(Reuters) - Former Alaska Governor Sarah Palin said in a newly disclosed email she sent just days after taking office in 2006 that she felt her circle of trusted advisors was "shrinking daily."
The message was released late on Wednesday as part of 54 pages of additional email correspondence from Palin's early days as governor that state officials said were inadvertently omitted from a load of over 24,000 pages furnished last month to news organizations.
Palin, the 2008 Republican vice presidential nominee, prematurely resigned as governor two years ago and has said she is thinking about running for president in 2012.
The latest release of documents contained only half a dozen emails from Palin, with the rest of the collection consisting of notes sent by her aides. The most frequent topics discussed in the messages were appointments to Palin's then new administration.

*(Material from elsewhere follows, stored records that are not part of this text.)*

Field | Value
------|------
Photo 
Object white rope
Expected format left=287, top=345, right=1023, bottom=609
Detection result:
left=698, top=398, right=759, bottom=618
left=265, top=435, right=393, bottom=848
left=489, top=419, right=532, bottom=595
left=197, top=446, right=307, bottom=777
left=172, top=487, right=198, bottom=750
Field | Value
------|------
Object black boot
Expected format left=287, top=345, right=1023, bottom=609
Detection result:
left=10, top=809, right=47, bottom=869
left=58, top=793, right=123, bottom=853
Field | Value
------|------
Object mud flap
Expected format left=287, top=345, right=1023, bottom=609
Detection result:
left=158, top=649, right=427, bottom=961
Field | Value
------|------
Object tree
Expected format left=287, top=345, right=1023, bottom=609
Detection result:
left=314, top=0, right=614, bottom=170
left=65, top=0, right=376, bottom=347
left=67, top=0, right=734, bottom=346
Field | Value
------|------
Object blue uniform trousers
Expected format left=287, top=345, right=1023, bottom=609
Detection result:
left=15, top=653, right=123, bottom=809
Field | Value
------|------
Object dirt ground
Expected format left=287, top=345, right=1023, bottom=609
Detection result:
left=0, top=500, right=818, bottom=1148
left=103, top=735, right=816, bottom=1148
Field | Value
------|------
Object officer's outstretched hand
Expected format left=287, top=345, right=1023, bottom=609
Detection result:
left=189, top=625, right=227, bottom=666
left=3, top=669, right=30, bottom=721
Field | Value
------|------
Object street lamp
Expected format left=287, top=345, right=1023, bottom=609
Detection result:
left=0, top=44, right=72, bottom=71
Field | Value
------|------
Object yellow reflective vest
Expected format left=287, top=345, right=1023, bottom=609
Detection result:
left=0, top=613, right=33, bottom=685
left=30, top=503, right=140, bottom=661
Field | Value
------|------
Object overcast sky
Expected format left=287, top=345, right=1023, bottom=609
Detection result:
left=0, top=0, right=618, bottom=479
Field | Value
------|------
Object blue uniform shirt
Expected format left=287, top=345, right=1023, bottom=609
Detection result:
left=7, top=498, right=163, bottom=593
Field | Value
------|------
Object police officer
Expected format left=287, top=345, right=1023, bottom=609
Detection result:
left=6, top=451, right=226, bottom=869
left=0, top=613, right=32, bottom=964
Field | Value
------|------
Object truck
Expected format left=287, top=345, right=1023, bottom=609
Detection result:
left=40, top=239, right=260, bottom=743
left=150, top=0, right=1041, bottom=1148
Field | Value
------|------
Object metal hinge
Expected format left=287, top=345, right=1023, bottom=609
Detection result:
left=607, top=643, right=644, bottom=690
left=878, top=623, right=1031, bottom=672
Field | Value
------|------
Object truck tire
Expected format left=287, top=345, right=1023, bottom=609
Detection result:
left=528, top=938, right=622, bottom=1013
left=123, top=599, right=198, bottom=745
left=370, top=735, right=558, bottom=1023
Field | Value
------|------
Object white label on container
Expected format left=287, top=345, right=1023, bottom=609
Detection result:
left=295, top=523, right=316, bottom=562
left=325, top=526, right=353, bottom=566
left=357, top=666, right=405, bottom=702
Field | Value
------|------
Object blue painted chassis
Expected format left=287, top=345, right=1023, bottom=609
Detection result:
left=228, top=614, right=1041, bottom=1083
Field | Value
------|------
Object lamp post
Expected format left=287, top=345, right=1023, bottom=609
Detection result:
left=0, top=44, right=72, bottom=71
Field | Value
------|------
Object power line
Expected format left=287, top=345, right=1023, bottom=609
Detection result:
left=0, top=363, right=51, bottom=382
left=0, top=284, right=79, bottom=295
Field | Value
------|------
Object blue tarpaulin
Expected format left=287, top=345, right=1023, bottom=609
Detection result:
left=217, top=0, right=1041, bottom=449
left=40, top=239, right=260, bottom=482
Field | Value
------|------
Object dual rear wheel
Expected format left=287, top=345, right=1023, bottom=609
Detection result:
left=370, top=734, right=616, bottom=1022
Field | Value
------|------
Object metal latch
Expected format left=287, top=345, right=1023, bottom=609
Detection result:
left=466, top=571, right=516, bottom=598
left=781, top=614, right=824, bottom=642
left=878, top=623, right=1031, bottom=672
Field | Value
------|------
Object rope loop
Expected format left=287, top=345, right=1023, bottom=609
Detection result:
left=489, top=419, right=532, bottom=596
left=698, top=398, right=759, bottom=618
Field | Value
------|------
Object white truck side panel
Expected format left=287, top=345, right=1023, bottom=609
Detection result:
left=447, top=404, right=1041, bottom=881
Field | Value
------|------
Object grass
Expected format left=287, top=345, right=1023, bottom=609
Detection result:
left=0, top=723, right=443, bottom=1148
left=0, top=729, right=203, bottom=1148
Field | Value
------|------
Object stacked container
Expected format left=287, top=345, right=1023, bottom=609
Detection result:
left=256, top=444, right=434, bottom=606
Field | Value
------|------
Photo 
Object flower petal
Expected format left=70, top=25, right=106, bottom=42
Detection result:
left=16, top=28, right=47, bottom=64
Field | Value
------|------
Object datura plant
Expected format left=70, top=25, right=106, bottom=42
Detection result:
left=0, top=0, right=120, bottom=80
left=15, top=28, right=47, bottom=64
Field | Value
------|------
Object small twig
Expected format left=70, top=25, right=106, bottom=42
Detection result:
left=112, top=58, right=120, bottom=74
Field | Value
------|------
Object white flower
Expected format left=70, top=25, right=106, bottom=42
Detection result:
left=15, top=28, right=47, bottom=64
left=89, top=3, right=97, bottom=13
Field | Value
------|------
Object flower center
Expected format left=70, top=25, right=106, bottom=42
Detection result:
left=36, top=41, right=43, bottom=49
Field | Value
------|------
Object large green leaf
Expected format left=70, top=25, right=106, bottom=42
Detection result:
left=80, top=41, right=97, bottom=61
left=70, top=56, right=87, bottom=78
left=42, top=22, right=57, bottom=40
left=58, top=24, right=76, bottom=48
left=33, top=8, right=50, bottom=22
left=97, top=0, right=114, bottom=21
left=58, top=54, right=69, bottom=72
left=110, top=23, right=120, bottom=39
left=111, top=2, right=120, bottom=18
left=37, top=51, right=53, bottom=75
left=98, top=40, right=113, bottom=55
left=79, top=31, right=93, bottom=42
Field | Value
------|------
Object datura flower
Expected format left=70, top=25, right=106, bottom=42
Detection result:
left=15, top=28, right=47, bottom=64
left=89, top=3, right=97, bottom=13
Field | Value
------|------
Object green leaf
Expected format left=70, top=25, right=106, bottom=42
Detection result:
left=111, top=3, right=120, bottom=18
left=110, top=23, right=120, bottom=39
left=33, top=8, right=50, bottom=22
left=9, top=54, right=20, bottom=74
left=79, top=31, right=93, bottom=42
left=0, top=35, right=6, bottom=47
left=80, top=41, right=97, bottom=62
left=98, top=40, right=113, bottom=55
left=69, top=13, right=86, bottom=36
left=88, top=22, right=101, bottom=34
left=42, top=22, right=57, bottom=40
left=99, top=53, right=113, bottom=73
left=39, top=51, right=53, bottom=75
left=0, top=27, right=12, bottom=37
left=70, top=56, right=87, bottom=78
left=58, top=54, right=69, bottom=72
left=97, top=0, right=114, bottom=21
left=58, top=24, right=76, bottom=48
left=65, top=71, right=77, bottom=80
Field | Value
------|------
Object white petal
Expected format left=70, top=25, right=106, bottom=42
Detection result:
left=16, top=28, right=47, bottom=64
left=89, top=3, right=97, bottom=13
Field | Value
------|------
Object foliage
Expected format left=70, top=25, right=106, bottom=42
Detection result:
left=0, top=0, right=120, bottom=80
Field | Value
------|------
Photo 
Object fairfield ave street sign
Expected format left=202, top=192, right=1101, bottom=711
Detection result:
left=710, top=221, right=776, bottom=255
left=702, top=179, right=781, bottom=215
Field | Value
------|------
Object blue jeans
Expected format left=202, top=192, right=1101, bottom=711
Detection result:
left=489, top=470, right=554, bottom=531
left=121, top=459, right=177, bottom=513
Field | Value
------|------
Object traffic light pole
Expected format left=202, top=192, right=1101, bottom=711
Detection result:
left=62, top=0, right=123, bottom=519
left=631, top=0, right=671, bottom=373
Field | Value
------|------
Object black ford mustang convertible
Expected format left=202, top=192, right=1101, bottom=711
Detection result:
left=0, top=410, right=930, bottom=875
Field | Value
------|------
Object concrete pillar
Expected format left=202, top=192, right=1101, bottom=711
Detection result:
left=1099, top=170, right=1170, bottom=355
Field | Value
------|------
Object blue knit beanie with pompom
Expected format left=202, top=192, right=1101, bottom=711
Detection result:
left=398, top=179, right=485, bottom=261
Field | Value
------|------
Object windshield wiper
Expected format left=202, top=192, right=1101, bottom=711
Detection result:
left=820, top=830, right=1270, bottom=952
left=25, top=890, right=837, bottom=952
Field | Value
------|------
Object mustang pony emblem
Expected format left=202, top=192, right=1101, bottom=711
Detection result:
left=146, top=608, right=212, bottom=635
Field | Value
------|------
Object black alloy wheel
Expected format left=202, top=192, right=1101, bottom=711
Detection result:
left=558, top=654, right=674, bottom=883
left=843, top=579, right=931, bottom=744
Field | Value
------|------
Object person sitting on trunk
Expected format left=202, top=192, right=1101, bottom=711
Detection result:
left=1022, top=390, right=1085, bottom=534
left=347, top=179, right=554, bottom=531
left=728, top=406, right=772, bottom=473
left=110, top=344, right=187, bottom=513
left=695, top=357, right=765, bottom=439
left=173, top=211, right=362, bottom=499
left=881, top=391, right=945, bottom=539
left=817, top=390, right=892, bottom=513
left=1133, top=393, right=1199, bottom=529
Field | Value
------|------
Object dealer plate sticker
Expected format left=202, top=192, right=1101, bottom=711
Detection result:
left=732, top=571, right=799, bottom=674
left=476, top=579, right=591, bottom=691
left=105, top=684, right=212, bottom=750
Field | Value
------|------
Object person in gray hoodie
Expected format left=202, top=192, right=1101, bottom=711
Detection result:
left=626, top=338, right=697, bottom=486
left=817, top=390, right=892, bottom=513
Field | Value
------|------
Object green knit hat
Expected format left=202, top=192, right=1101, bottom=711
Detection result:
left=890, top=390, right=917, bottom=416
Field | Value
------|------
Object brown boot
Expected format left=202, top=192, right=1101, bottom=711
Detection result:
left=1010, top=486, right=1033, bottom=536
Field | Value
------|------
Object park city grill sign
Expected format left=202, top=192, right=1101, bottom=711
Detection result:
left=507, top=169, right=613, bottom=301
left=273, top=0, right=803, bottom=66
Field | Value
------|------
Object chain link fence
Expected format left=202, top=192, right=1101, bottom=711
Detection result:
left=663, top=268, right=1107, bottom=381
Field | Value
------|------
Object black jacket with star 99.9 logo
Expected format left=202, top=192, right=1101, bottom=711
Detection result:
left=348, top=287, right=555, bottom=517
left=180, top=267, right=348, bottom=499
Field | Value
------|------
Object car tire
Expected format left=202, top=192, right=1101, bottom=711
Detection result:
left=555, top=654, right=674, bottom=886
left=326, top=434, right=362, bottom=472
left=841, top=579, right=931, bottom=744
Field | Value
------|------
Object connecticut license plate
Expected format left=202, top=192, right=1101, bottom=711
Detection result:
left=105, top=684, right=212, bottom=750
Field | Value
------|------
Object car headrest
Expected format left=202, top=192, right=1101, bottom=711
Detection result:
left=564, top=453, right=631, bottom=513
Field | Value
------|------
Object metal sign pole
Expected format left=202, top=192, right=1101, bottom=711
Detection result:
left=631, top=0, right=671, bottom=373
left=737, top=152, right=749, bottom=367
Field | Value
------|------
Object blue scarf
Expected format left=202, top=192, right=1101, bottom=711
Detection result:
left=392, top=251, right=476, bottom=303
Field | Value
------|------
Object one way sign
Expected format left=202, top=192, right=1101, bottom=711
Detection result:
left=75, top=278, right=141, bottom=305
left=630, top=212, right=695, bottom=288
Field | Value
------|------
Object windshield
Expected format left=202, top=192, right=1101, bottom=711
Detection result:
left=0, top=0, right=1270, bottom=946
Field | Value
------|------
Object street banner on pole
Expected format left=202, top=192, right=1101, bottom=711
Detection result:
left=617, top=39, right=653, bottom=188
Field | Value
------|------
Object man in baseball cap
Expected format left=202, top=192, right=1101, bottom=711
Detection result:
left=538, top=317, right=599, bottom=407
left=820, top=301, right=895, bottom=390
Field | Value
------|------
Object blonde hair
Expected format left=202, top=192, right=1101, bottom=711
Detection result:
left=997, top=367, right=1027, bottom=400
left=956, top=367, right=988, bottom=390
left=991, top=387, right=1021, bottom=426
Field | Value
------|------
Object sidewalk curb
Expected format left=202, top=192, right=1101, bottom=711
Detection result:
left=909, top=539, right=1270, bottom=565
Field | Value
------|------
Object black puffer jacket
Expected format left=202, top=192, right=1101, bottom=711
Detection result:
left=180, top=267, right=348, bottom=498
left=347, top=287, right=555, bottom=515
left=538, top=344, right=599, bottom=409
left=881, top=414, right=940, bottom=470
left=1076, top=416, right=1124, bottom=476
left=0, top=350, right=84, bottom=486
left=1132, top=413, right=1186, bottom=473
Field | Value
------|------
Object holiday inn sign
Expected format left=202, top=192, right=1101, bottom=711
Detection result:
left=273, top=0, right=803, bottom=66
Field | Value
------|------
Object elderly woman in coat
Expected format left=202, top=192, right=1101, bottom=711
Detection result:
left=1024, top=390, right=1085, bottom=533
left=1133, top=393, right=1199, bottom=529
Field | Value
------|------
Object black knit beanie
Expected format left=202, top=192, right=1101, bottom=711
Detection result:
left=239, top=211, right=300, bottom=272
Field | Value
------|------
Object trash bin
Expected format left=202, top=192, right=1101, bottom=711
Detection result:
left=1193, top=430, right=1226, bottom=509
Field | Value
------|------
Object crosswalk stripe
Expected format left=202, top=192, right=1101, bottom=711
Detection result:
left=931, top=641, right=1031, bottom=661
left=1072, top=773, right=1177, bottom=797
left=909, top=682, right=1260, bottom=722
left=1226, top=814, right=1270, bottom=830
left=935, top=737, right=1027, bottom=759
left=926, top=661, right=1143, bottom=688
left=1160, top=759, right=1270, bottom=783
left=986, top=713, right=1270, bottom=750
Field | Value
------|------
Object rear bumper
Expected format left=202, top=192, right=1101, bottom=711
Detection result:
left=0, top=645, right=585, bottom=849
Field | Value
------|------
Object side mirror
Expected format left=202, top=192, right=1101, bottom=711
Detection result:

One message in particular illustrated Palin's apparent sense she only had a few aides she felt she could trust.
In the email sent to an official with the Alaska Department of Natural Resources, Palin complained about her legislative director, John Bitney, whom she eventually fired.
"I am finding my circle of confidants to be shrinking daily," Palin said in the message dated December 12, 2006, eight days after she was inaugurated as governor.
Bitney had been a key figure in Palin's campaign for governor, but in the message Palin said she was "very disappointed" that he spoke about potential appointees before she was prepared to discuss those names.
Palin, a favorite of the Tea Party movement, is known to rely on a relatively small, tightly knit group of advisors as she weighs her political ambitions.
MORE EMAILS COMING
The newly released emails cover the period from December 9 to December 29, 2006. The documents, along with the earlier load, have been released in response to a number of 2008 public records requests from news organizations and Alaska citizens that were made when former Republican presidential nominee John McCain chose Palin as his running mate.
Alaska plans to release more emails that will cover the last 10 months of Palin's truncated gubernatorial tenure. Palin abruptly resigned as governor on July 26, 2009, with a year and a half left in her term.
Exactly when the next batch of emails will be released is unknown, said Linda Perez, administrative director for Governor Sean Parnell, Palin's successor. The material is being reviewed by the state Department of Law and the governor's office to ensure confidential material is not released, she said.
Perez said she does not know the volume of yet-to-be-released emails. "I can only assume it would be similar" to the load of made public a month ago, she said.
Most of the e-mails released so far involve mundane government matters, a pattern likely to continue in the next release, said Ivan Moore, an Anchorage-based pollster and political consultant.
Those messages from the final months in office could reveal Palin "becoming gradually more and more fed up with the job," Moore said.
Publication of the emails seems to have had little effect on Palin's popularity in her home state, according to Moore's recent polling.
In a mid-June survey of about 650 registered voters, he found Palin's positive rating in Alaska at 39 percent and her negative rating at 49 percent, similar to figures posted since March 2010.